RE: overhang issue?!
@diem
I am learingin fusion 360...two weeks now and I understand what you saying. You have a right. This is very important.
in the bench boat as you say the blue one in slicer is where there isn't support and it prints in the air. As you see in my boat the door in the half height to the top there is drooping while in the slicer the blue is only to the top.
so isn't a problem?!
RE: overhang issue?!
@cycleman
The benchy is deliberately difficult to print. Yours is quite good for a first try. Your printer is ready for general printing. When you have some experience you may wish to tune your printer for extra precision for a special project. It is then that you will need to worry about the finest details.
For now, print, learn and enjoy.
Cheerio,
RE: overhang issue?!
@diem
thanx again!!!!
on last question. I do the extruction perimeter with micrometer. I have 0.9 and I get 0.39 average. but with the math of prusa I get 1.15
Extrusion multiplier = (Extrusion width (0.45) / Average measured wall thickness).
so extrusion multiplier=0.45/0.39... is 1.15. I put it and I get overextrusion
I find this https://guides.bear-lab.com/Guide/Extrusion+multiplier+and+filament+diameter/8 and I get 1.02 that seems right. I didn't try it.

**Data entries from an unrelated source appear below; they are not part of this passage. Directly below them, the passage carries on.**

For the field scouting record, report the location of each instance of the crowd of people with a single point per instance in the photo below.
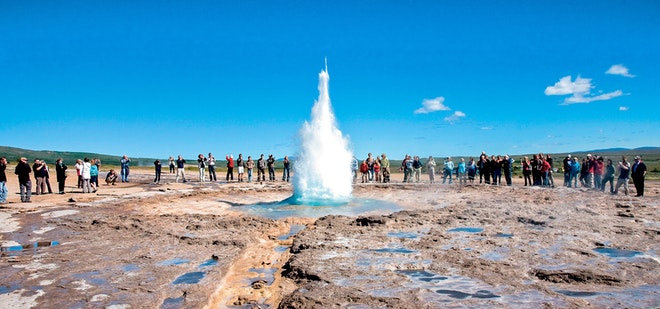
(539, 171)
(594, 172)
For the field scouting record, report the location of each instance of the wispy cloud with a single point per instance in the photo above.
(619, 69)
(565, 86)
(455, 117)
(579, 98)
(579, 89)
(432, 105)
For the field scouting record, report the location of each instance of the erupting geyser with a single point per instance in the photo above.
(322, 169)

And last I find https://teachingtechyt.github.io/calibration.html#flow and in the middle have a calculator have I get 0.92.
any idea?
RE: overhang issue?!
What are you trying to do?
I suggest you reinstate the default profiles and print with them for a while.
When you are used to the standard output and have fine-tuned your first layer and you have everything running well you can begin to tweak settings and compare them to previous prints.
Cheerio,
RE: overhang issue?!
ok thanx for the advice Diem.
RE: overhang issue?!
Anywhere build up isn't well supported, you can get droop. Overhangs is one of those places. Yes, it can be reduced by adjusting print speed, cooling flow, and other factors. All the adjustments are there: and kudos to Prusa for giving us access. The professional way is to use support material: usually soluble support material on a multi-extruder printer or even a single extruder with MMU.
On the other hand, if you expect cast quality from FDM printing, well, you need to reset your expectations.
Bridging is a curse of FDM, but you should know the Prusa MK3 does a really good job of it. Yes, it could be better, but making it better costs money, time, and investment into understand the process. One area where Prusa could help, is a better print fan shroud - there are several after market versions that "appear" to do better than the stock 95% shroud - and Prusa could find a good airflow engineer to make something that is well designed and hits that 98% mark - but hasn't because what they have works "well enough" for most. And those that want that extra 3% can design something or make their own off the web.
That said - a better shroud only helps certain printing conditions - the one that always gets me is the directional nature of an overhang. So I plan a print based on the knowledge airflow matters -- but it's taken me a few years to learn why.